- Home
- Mark Rylance
I Am Shakespeare Page 6
I Am Shakespeare Read online
Page 6
The SERGEANT gets a call on his radio.
CBCA finds the irrelevant detail, that little clue that does not really move the storyline forwards and may actually undermine its main purpose.
OXFORD. Tell the sergeant about J. Thomas Looney, Charlton. Show him the evidence.
SERGEANT. Hold on a moment. Charlton, take charge.
He steps out.
OXFORD. The plays are like a self-portrait of my life, Charlton.
SHAKSPAR. Frank. The range of plots and characters in the plays is so vast that you can find ‘self-portraits’ of anyone you care to think of.
OXFORD. Why is it so hard to find you then?
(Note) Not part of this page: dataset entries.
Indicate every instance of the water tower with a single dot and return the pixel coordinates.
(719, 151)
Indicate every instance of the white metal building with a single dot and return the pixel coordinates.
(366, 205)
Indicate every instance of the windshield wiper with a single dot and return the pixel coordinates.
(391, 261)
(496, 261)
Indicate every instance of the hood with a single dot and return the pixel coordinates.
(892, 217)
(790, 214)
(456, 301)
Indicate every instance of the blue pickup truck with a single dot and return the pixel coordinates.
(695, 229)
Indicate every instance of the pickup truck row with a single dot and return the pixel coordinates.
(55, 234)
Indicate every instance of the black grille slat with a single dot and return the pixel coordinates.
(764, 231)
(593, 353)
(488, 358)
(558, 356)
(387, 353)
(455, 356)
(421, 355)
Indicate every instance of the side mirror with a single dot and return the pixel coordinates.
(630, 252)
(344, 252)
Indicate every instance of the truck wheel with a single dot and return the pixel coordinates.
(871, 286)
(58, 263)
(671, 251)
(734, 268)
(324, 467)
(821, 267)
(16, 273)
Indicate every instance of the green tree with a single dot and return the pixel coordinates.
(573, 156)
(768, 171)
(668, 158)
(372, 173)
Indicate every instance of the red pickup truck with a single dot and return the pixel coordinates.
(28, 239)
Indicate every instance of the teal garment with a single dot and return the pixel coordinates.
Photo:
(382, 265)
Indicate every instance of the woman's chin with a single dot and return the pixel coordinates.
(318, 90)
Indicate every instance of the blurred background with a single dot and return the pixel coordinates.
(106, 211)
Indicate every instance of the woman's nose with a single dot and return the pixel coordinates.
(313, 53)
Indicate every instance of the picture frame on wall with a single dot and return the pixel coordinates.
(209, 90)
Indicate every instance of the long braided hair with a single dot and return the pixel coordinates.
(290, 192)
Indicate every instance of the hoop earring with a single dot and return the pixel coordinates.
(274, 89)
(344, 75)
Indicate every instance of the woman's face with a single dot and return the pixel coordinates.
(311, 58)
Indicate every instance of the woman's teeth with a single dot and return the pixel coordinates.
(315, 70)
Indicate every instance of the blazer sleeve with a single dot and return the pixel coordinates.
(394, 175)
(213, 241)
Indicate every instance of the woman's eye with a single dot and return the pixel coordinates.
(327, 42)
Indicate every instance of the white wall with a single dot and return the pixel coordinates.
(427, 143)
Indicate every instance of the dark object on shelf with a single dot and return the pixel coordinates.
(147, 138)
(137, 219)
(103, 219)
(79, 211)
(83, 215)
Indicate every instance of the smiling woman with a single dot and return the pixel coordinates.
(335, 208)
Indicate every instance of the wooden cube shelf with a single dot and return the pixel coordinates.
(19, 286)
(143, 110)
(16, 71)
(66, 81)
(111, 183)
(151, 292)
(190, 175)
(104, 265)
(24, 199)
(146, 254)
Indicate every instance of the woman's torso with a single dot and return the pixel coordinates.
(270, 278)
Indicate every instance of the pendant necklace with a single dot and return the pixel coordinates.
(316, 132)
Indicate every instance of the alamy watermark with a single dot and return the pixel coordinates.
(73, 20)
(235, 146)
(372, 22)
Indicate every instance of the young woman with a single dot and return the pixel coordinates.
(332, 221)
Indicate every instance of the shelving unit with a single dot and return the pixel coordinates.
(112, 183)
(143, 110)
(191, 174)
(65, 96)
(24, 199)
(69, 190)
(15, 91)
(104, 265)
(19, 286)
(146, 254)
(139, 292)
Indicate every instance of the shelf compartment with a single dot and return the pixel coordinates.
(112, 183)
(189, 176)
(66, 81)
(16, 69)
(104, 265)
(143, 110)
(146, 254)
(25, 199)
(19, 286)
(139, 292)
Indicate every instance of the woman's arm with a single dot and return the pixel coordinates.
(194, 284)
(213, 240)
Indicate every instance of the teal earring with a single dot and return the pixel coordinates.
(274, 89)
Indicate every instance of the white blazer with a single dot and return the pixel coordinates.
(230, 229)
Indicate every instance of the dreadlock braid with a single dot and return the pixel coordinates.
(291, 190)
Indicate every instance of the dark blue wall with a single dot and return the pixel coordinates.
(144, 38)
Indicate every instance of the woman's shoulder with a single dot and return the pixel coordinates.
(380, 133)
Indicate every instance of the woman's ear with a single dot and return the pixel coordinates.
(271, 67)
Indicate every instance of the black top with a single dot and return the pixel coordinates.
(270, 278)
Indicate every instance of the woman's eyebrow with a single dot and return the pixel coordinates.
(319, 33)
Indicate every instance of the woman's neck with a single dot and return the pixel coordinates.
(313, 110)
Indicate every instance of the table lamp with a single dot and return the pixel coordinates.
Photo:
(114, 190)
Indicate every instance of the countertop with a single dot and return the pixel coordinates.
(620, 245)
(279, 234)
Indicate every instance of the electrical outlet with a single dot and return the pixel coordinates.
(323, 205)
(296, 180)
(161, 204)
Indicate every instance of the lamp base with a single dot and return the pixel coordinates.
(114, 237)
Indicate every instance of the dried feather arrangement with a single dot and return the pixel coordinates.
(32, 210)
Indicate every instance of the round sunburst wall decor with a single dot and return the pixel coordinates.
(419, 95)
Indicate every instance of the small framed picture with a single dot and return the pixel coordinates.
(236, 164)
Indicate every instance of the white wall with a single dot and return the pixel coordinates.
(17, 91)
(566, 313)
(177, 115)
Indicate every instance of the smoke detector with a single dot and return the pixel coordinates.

There is only one authentic Warwickshire character, Christopher Sly of The Taming of the Shrew; a bearherd who falls down drunk one night outside a nobleman’s country manor and wakes to find himself impersonating, God forbid, a nasty aristocrat with a troupe of players… The biographical parallels between my life and the plays are too many to be ignored and too personal to be fabricated. Sixteen months, I toured the Continent: Padua, Mantua, Venice, Sicily. Every familiar Shakespearean setting. I sailed exactly the same route as the boys in Comedy of Errors at exactly the same age. I arrived in Italy at the start of a two-month festival of commedia dell’arte…
BACON. Was that when you challenged the whole of Palermo to a duel?
OXFORD.…a theatrical form unknown at the time in England and apparent in the Shakespeare comedies.
SHAKSPAR. Frank, you know, I’m not surprised to see he’s back from the dead again. The noble Earl of Oxford died in 1604. If he wrote my late plays, he was pushing them up with the daisies!
OXFORD. And the flow of Shakespearean publications died immediately too, didn’t it, Will? When I died. A few isolated quartos from certain unidentified ‘grand possessors’. But nothing else after my death until the First Folio of 1623.
SHAKSPAR. The Tempest was impelled by a sea voyage that took place in 1609; Macbeth could not have been composed before the Gunpowder Plot of 1605. It’s impossible that you wrote them.
OXFORD. Oh yes, I’m terribly sorry. I forgot that there has only ever been one sea voyage and one treasonous plot in recorded history. Anonymous versions of Hamlet and King Lear were being performed in the early 1590s. If you wrote these mature plays then you were pushing them out with your first facial hair. Charlton! My family’s theatre company was touring to Stratford-upon-Avon when he was still plodding about the provinces performing puppet shows.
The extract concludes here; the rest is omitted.